The Federal Reserve cut interest rates on Wednesday for a second time this year, despite officials having only a partial view of how the economy is faring because of the government shutdown.
The central bank voted to lower borrowing costs by a quarter of a percentage point as the lapse in funding for the government stretched into its fifth week. Until lawmakers reach a deal, the Bureau of Labor Statistics and other agencies have stopped collecting, analyzing and publishing official statistics tracking the jobs market, consumer prices, spending and a range of other metrics.

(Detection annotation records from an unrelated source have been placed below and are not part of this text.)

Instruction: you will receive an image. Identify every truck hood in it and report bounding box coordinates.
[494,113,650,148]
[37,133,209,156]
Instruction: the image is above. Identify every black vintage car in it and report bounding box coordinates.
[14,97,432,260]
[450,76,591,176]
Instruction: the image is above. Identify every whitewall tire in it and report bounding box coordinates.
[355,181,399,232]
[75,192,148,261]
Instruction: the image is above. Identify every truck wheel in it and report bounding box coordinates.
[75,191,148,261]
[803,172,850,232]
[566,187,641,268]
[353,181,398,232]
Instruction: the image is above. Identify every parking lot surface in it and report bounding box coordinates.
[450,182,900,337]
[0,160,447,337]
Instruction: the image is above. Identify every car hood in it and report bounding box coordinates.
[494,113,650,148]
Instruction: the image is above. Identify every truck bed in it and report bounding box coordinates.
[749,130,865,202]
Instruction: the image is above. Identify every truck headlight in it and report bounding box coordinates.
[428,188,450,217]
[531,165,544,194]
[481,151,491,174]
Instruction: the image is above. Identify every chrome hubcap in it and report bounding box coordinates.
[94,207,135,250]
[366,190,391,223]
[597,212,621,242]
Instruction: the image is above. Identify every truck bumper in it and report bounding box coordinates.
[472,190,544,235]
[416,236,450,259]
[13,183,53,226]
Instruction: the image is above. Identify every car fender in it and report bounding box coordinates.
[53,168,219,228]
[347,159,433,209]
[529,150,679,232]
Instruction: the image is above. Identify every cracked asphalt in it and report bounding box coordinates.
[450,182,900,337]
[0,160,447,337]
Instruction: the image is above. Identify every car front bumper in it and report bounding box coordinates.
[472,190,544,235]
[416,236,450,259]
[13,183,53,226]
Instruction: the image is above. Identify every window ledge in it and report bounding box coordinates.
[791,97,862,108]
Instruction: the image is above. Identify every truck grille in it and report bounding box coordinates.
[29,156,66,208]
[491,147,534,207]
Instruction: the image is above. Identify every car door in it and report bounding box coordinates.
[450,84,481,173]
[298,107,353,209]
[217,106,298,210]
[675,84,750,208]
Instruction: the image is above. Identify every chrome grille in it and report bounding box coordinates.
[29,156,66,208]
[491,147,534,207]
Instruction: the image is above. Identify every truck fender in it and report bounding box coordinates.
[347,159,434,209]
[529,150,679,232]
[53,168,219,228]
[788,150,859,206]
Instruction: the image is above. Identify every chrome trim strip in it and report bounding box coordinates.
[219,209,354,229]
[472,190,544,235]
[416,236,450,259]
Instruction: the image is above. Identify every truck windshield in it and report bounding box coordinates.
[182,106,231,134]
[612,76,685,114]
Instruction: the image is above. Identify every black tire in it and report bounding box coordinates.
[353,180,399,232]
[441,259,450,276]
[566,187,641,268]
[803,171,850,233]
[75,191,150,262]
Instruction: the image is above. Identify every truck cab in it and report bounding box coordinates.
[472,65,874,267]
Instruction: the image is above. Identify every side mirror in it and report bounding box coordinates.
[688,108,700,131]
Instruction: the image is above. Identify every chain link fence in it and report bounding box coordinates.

Wednesday’s decision brought interest rates below 4 percent for the first time since late 2022. But it was a divisive vote, with two officials dissenting for different reasons. Stephen I. Miran, the newest member of the Fed’s Board of Governors, voted for a larger, half-point reduction, like he did in September. Jeffrey R. Schmid, president of the Federal Reserve Bank of Kansas City, wanted the Fed to instead hold interest rates steady at the previous level of 4 percent to 4.25 percent. This is the first time Fed officials have dissented in opposite directions since September 2019, when the committee voted to cut rates by a quarter point.
Wednesday’s split underscores the challenge the Fed faces going forward as it looks toward its next meeting, in December, and whether to cut a third time this year, as most officials had previously forecast.
Jerome H. Powell, the Fed’s chair, said that there were “strongly differing views about how to proceed in December” and that a cut was “far from” a foregone conclusion.